I've reread my post with the information you provide in mind. It sounds like the posts that were only visible to the original poster resulted from auto-mod, triggered by hyperlinks. I am assuming auto-mod-banned comments were never publicly displayed, i.e. auto-mod blocked them immediately and not after they had already been public for some amount of time.

Given your explanation, it sounds like the comment that publicly showed "comment removed" (but showed in entirety to the eLife_AMA account which posted it) was not auto-mod. This is because auto-mod would hide the comment immediately, rather than rendering it as "comment deleted" at a later time. Therefore, I'm assuming there was human intervention in this instance.

Of course, human intervention, especially from a moderator, would be surprising as this was an officially sanctioned AMA post on r/science. In fact, it was coordinated by a Senior Press Officer at eLife in conjunction with the r/science moderators. r/science cared deeply about the popularity of these posts. In fact, so much so, that they would delete posts from around the time of the AMA, to help get the AMA highly ranked and achieve virility. Apparently, Reddit changed the rules to prevent this delete-posts-to-favor-another-post tactic, and subsequently r/science ceased the whole AMA program.

they have over 1,000 moderators. Most only have permission to remove comments while only a handful have additional permissions.

This could have resulted in a low-level moderator causing the "comment deleted" issue. Our study is somewhat provocative, and perhaps a moderator was abusing their role.

I believe the comment shown above where I detail the censorship was eventually un-banned by a mod but is now back to being banned.

Is that possible? In other words, could a post be auto-mod hidden, then be made publicly visible by a mod, but then return to being hidden without noting "comment removed"?

Anytime you have a comment removed for any reason on Reddit it usually still shows up to you but not others. But neither you nor /u/miserlou were shadowbanned so no worries there!

I guess this was not a technical "shaddow ban", but it certainly seems to fit the general definition of one (hiding content from the public, while pretending to its original poster that it's public).

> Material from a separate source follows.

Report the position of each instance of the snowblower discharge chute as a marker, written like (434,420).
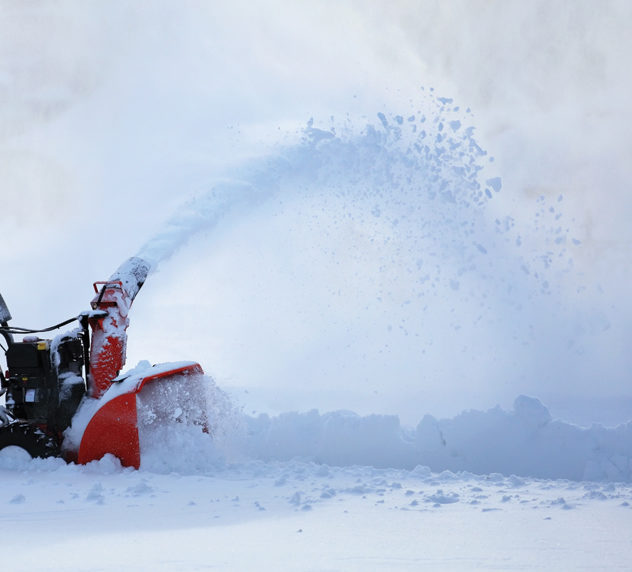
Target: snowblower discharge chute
(64,397)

Each sub has its own rules for content.

Good to know, but I don't think our comments (or Miserlou's) violated any rules. In fact, our comments were in essence pre-approved, given that they were the purpose of the AMA.

Reddit is also very frustrating in that we moderators have been begging them for better moderation tools for years.

Welcome to a platform where if something is broken, you can potentially do something about it, (beyond begging). Of course, there are many problems with Steem, but I think they are generally much more solvable, since the blockchain architecture allows permissionless innovation on top of the open database.